広間に集まった貴族たちの視線が、一斉にベリウスへと突き刺さる。
「な、何を……!? そのような根も葉もない噂、誰が……!」
ベリウスの顔が、みるみるうちに青白く染まっていく。
俺——アルスは、広間の隅、柱の影という「観測の特等席」からその様子を眺めていた。
(心拍数の急上昇。喉の嚥下運動。視線は左斜め下へ——。典型的な『逃避反応』だ。ベリウス、君が今必死に否定しているのは、横領そのものではなく『なぜバレたのか』という恐怖だろう?)
カイル伯爵が、一通の書類を掲げた。
それを見た瞬間、ベリウスの膝が微かに震えた。
「これは貴殿の愛人、マダム・ベルが今朝、我が派閥の憲兵隊に持ち込んできたものだ。貴殿が彼女に宛てた『罪の告白と、逃亡の指示』……筆跡鑑定も、魔力署名の残滓も、間違いなく貴殿のものだ」
「ち、違う! そんな手紙、私は書いていない! 偽造だ、卑劣な罠だ!」
ベリウスの叫びは、虚しく広間に響いた。
当然だ。その手紙は、俺がリナを使って彼女に届けた「偽物」なのだから。
だが、手紙に記された「横領の金額」と「隠し口座の場所」は、俺がゴミの中から拾い集めた「本物の真実」だ。
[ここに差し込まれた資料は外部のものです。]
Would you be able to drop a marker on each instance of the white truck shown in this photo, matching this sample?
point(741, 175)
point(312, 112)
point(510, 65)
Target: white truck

嘘の中に、一つまみの「否定しようのない真実」を混ぜる。
それが、偽造文書を本物以上に本物らしく見せる秘訣だ。
「黙れ、ベリウス。……見苦しいぞ」
冷ややかな声が、一段高い場所から降り注いだ。
ユリウス第一王子。ベリウスが絶対の忠誠を誓っていたはずの主だ。
「殿下! お信じください、私は殿下のために……!」
「私の名を出すな。貴様が裏でそのような不祥事を起こしていたとは、心底失望した。……憲兵に突き出せ。徹底的に調べろ」
ユリウスは、ベリウスと一度も目を合わせようとしなかった。
トカゲの尻尾切り。
ユリウスにとって、ベリウスは「便利な道具」であって、守るべき部下ではない。
自分に火の粉が飛んでくる前に、彼は平然と、最も長く自分に仕えた男を切り捨てたのだ。
「ああ……あああああ!」
憲兵に両脇を抱えられ、引きずられていくベリウス。
かつて資料室で俺の頭を踏みつけようとした男の無惨な姿を、俺は感情を排して「観測」し続けた。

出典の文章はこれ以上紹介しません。